GE Hydro/Alstom Grenoble: des salariés bloquent le site menacé par un plan social

GRENOBLE, 4 octobre 2017 (AFP) – Des salariés de GE Hydro/Alstom bloquaient mercredi matin l’entrée de leur entreprise à Grenoble pour dénoncer le silence autour du plan social concernant 345 des 800 postes de ce site de production de turbines hydroélectriques, a constaté une journaliste de l’AFP.

« Depuis 6H00 ce matin, tous les tourniquets sont enchaînés et l’entrée principale est bloquée par des engins », a déclaré à l’AFP Claude Villani (CGT), ajoutant que « la direction a envoyé à tous ceux qui ont un portable professionnel un SMS ou un mail pour leur conseiller de rester chez eux travailler ».

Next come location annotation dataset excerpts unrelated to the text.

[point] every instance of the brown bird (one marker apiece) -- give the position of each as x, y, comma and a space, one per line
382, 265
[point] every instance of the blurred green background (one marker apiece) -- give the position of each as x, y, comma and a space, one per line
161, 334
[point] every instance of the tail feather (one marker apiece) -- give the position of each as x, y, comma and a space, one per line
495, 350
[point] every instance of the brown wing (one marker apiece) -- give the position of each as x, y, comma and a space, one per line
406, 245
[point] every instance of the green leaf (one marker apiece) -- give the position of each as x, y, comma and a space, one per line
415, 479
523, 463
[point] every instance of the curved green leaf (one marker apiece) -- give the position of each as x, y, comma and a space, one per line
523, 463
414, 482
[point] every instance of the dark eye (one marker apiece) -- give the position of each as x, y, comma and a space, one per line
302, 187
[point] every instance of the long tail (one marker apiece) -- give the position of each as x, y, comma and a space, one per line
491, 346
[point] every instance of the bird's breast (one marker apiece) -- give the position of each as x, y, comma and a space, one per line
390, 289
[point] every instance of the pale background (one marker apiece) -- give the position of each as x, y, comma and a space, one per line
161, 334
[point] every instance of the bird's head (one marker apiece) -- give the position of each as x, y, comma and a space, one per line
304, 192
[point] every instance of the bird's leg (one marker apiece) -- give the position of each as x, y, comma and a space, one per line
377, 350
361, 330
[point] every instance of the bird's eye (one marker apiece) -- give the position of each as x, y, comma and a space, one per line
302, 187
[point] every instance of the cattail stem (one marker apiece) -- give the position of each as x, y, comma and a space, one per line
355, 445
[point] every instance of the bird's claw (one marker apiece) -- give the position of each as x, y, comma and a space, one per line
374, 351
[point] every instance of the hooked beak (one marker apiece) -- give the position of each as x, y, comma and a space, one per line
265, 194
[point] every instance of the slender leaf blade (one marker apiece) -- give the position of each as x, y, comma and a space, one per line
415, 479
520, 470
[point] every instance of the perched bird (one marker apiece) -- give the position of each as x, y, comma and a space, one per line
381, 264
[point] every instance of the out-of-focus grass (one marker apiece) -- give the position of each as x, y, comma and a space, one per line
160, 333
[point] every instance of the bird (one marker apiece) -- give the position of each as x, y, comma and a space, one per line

Dans la matinée, environ 300 personnes étaient rassemblées devant le site grenoblois, dans une ambiance calme, certains jouant aux cartes ou d’autres préparant un barbecue.

Selon M. Villani, « pas mal de salariés voulaient faire une action forte depuis longtemps » car « l’exaspération monte et la montre tourne ».

Le délai légal de consultation du plan de sauvegarde de l’emploi (PSE) s’achève le 19 novembre. Les services de l’État devront ensuite valider le plan et les dernières lettres de licenciement devraient partir d’ici mars 2018.

Avant cela, l’option d’achat des actions prêtées par Bouygues à l’État dans Alstom – qui permettrait une intervention directe du gouvernement – s’arrête le 17 octobre mais le ministre de l’Économie Bruno Le Maire a affirmé mardi qu’il n’était pas question de la faire jouer.

Il a balayé au passage les menaces de poursuites pénales pour négligence qu’avait brandies Arnaud Montebourg, ex-locataire PS de Bercy, lundi devant les salariés, comme une solution de pérennisation de leur site.

Sur le terrain, les salariés ne désespèrent pas: « Nous voulons mettre la pression sur la direction et avoir un écho dans les médias nationaux », a expliqué M. Villani, déplorant « le mutisme total » autour de la situation d’un fleuron industriel qui participe à la transition énergétique.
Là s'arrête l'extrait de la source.